ここであらためて、パク氏の言葉にあった「形容詞のアート」「副詞のアート」、そして「接続詞のアート」とは何か問おう。名詞や動詞がそれ自体で意味を持つのに対し、形容詞や副詞は名詞・動詞を修飾することでイメージを確定させる性質を持つ。接続詞は単独では像を結ばないが、文と文をつなぐことで文脈を活かし、新たな豊かさを生み出す。
すなわち、これらのアートは他者との関係性を媒介し、作者と観測者の思考が混ざり合う地点から新しい意味が生成されるもの、ということなのだろう。

ちょうど、刻々と形を変える雲に、われわれがつい意味を読み取ってしまうように。相互作用としての交流の中で、意味や詩が、絵画の向こう側に立ち上がる。その過程こそ、このアートの核心に思える。

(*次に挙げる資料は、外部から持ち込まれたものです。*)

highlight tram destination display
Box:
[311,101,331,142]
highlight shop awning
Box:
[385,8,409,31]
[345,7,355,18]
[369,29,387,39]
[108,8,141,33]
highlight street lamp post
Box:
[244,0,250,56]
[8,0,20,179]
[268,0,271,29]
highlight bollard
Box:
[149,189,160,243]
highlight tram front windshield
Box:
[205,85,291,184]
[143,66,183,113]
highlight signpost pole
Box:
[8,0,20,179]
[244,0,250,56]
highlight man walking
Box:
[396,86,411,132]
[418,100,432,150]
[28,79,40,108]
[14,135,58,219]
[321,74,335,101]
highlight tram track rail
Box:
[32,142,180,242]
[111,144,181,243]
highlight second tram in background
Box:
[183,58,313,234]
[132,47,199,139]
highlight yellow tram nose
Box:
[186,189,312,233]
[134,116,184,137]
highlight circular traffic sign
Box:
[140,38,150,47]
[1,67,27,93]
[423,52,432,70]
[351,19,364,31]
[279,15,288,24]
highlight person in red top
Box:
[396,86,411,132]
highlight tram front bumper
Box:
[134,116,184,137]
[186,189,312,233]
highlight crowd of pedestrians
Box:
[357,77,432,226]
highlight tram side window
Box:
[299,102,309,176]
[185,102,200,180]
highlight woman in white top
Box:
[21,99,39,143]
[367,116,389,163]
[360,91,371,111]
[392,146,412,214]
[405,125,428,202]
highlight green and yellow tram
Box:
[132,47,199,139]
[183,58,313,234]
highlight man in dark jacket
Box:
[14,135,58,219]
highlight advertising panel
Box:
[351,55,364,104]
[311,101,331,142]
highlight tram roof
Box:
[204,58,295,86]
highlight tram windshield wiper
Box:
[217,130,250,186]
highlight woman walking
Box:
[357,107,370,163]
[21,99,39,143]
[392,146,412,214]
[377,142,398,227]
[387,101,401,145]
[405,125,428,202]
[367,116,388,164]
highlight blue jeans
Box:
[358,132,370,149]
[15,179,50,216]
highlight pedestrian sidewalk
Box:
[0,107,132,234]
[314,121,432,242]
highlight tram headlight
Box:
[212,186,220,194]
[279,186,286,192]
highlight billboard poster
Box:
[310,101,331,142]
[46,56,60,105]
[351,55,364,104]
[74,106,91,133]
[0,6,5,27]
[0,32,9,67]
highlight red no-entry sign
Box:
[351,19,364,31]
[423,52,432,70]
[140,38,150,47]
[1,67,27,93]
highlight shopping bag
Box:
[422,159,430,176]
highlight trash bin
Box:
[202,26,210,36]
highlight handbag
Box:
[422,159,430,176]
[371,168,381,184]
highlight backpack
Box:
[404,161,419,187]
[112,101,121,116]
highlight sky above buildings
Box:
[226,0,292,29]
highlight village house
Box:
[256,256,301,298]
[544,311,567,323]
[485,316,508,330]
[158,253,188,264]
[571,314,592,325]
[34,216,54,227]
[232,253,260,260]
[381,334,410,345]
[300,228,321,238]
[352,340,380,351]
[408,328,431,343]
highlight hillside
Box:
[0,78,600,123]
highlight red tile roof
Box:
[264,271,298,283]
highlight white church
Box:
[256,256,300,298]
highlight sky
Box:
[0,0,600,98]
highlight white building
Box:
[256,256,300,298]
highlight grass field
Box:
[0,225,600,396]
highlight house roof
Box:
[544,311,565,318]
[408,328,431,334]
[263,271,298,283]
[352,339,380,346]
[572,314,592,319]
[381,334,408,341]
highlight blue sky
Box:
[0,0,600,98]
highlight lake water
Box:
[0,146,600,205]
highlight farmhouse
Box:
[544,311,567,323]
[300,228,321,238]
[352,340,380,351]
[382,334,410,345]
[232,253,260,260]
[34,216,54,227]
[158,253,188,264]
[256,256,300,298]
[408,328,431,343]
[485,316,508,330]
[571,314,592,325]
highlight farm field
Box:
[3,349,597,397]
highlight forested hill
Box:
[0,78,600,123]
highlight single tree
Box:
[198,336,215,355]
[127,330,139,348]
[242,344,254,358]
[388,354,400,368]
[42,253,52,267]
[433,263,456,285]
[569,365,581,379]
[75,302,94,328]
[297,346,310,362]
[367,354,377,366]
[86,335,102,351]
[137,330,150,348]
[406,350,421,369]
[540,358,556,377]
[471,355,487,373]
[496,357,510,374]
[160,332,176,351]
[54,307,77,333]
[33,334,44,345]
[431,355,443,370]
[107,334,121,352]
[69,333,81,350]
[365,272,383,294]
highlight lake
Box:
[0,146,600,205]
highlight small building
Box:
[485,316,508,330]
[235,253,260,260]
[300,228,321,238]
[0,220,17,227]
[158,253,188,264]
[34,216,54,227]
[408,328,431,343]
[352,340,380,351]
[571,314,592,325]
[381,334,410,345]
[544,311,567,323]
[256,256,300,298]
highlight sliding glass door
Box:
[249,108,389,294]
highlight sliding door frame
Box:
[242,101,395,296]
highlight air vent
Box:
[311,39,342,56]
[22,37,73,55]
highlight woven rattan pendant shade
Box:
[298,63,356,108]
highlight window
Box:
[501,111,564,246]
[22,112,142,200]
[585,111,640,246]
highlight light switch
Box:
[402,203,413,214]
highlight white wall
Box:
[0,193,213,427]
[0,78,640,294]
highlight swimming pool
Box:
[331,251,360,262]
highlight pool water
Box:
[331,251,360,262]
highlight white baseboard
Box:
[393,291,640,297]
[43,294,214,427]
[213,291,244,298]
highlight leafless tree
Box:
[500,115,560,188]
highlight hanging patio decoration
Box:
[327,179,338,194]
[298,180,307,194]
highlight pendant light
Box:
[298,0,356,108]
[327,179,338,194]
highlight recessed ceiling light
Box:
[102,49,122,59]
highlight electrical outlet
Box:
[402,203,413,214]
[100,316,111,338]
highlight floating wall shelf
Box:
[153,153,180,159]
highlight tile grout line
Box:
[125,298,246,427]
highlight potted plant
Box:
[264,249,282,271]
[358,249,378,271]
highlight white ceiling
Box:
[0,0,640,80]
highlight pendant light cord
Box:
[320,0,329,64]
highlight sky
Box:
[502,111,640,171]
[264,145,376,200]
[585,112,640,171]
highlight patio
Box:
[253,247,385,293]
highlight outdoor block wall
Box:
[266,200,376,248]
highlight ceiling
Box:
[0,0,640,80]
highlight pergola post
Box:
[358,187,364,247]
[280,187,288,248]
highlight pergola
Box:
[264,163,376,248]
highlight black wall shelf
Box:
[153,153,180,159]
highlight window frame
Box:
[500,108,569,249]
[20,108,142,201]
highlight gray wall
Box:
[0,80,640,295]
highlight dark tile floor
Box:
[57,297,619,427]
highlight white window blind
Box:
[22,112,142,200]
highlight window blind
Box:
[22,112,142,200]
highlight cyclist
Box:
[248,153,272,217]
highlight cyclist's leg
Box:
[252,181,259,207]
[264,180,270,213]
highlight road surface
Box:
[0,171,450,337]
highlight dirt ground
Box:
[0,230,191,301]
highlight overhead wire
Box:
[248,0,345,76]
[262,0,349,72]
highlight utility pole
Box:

パク氏は「この作品はアートであって詩ではない。しかし、読み手がこのアートから詩を読み取ることを意図している」とも語っていた。
確かに、これは単に“多義的に読める”という言語内部のバリエーションではない。書き手と読み手のあいだで、常に新しい詩が生まれ続けるような構造を持つ。それは本質的にアートであり、詩などの言語芸術とは異なる領域に位置している。

とはいえ、詩がそこに肉薄していく余地はあるように思う。自己の内省からいったん自由になり、他者との関係性の中に詩を置くことで、詩はより広い領野を獲得できる。
その先には、容易に想像がつくように、詩そのものが抱える“意味の希薄性”との闘いが待っているのだろう。